Atemwegserkrankungen lassen sich durch gezielte Diagnostik und Therapie wirksam kontrollieren. Doch nur in Kombination mit optimierter Haltung, Fütterung und Bewegung besteht eine echte Chance auf einen nachhaltigen Therapieerfolg. Foto: Christiane Slawik
Exkurs für besonders Interessierte
Schritt für Schritt zur Diagnose
Eine fundierte Diagnose ist der Schlüssel zu jeder wirksamen Therapie. Gerade bei Atemwegserkrankungen ist es entscheidend, systematisch vorzugehen, um die Ursache klar einzugrenzen – und nicht nur Symptome zu behandeln. Nicht jedes Pferd mit Husten hat dieselbe Ursache – nur eine fundierte Diagnostik ermöglicht gezielte Therapie. Der Ablauf gliedert sich in sechs zentrale Schritte:
1. Anamnese – Zuhören lohnt sich: Pferdebesitzer sehen ihr Tier jeden Tag – ihre Beobachtungen sind oft der erste wichtige Baustein für die richtige Diagnose: Wann tritt der Husten auf – beim Füttern, beim Training oder saisonal? Wie klingt er – trocken, rasselnd, produktiv? Auch die Beschaffenheit des Nasenausflusses kann auf akute oder chronische Prozesse hinweisen.
2. Allgemeinuntersuchung – Gesundheitsstatur erfassen: Die klassischen PAT-Werte (Puls, Atmung, Temperatur) sowie die Kontrolle der Schleimhäute geben Aufschluss über das Allgemeinbefinden. Fieber, erhöhte Atemfrequenz oder blasse Schleimhäute sind Hinweise auf akute Infekte.
3. Spezifische Atemwegsuntersuchung: Das Abhören von Lunge und Luftröhre unter forcierter Atmung kann Schleimrasseln und andere auffällige Geräusche hörbar machen. Durch eine kurze Atemhemmung wird eine tiefere Atmung provoziert – notwendig, da der Pferdebrustkorb eine tiefergehende Auskultation erschwert.
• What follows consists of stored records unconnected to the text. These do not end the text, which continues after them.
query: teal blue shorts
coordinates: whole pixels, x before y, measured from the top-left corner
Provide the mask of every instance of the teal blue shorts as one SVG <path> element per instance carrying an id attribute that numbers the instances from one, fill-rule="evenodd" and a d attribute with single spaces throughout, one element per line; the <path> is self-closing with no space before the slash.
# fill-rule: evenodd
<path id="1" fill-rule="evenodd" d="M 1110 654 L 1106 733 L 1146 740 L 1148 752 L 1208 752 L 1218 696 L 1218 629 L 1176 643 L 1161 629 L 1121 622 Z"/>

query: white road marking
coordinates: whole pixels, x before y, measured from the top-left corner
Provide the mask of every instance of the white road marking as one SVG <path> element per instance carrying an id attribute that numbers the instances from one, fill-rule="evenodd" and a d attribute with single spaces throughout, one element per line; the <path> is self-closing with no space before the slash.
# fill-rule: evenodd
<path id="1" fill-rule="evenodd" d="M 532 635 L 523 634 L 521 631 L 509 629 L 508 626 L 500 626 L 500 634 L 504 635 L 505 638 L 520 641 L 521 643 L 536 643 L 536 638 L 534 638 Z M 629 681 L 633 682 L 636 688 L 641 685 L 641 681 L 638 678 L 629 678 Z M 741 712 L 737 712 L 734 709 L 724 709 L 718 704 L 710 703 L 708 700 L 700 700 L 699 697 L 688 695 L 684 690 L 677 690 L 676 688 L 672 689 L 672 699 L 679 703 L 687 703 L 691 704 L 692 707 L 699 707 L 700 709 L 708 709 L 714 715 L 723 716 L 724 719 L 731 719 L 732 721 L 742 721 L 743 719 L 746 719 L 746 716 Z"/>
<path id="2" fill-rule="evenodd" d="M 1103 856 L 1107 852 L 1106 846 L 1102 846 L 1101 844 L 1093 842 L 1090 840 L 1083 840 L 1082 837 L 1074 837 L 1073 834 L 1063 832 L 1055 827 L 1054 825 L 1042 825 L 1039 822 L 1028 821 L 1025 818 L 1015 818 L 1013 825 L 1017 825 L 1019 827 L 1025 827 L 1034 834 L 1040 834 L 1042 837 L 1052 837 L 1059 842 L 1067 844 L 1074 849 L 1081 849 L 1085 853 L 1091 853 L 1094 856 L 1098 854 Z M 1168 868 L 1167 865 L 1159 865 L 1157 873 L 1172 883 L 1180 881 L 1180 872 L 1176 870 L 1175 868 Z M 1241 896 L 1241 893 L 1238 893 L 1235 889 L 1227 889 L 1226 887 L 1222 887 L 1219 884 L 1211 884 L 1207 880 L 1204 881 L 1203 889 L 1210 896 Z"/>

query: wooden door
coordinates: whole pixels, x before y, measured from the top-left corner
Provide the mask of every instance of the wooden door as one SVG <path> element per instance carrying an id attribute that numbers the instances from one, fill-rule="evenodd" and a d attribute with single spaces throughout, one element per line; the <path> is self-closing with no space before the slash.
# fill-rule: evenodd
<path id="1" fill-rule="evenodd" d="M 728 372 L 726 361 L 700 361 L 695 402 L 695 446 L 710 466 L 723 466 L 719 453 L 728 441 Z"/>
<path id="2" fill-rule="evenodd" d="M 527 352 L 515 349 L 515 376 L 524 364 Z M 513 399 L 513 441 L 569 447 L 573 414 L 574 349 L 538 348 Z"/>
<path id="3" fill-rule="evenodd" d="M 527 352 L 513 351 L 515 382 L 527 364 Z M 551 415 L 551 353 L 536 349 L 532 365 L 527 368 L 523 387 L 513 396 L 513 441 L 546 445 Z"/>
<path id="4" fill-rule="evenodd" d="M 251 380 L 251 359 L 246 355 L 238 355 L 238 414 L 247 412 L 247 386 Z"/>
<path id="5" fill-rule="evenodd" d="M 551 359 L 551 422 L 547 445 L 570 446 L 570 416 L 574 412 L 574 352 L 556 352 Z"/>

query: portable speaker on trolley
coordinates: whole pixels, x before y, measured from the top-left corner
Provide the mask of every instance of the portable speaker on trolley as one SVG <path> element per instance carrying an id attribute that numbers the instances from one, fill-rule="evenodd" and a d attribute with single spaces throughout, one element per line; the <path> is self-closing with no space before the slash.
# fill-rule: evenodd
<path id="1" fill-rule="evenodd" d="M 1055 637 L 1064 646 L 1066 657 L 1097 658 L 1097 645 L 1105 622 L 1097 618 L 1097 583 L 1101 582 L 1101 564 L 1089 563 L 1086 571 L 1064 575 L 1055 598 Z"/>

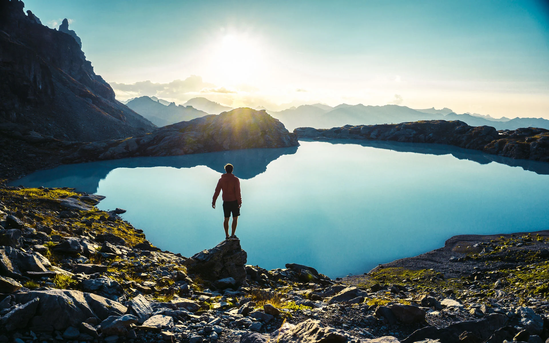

Ergänzend hilft das Abklopfen (Perkussion), vergrößerte Lungenfelder zu erkennen – etwa bei chronischer Überblähung.
4. Erregernachweis & Antibiogramm – gezielt statt blind behandeln: Bei Verdacht auf bakterielle Ursachen wird Schleim entnommen und unter anderem mikrobiologisch untersucht. Ein begleitendes Antibiogramm zeigt, welche Wirkstoffe gegen den Erreger tatsächlich wirksam sind. So lassen sich Resistenzbildungen vermeiden – und die Therapie wird effizienter.
5. Endoskopie & Zytologie – der Blick ins Innere: Die Bronchoskopie liefert unter leichter Sedation direkte Bilder aus den Atemwegen: Schleim, Rötungen, Schwellungen – all das lässt sich sichtbar machen. Per Absaugung kann Schleim für die zelluläre Untersuchung (Zytologie) gewonnen werden. Diese zeigt, ob eher akute, subakute oder chronisch-entzündliche Prozesse vorliegen.
6. BAL & TBS – diagnostisch tiefer gehen: Die bronchoalveoläre Lavage (BAL), eine Art Spülprobe aus der Tiefe der Lunge, ermöglicht die Analyse von Zellen aus den tiefen Atemwegen – entscheidend bei der Einordnung allergischer oder chronischer Verläufe (z. B. Asthma-Subtypen). Ergänzend hilft das Tracheobronchialsekret (TBS) bei der Abklärung bakterieller oder viraler Erreger. Beide Verfahren ergänzen sich ideal – und sind für das Pferd in der Regel gut verträglich.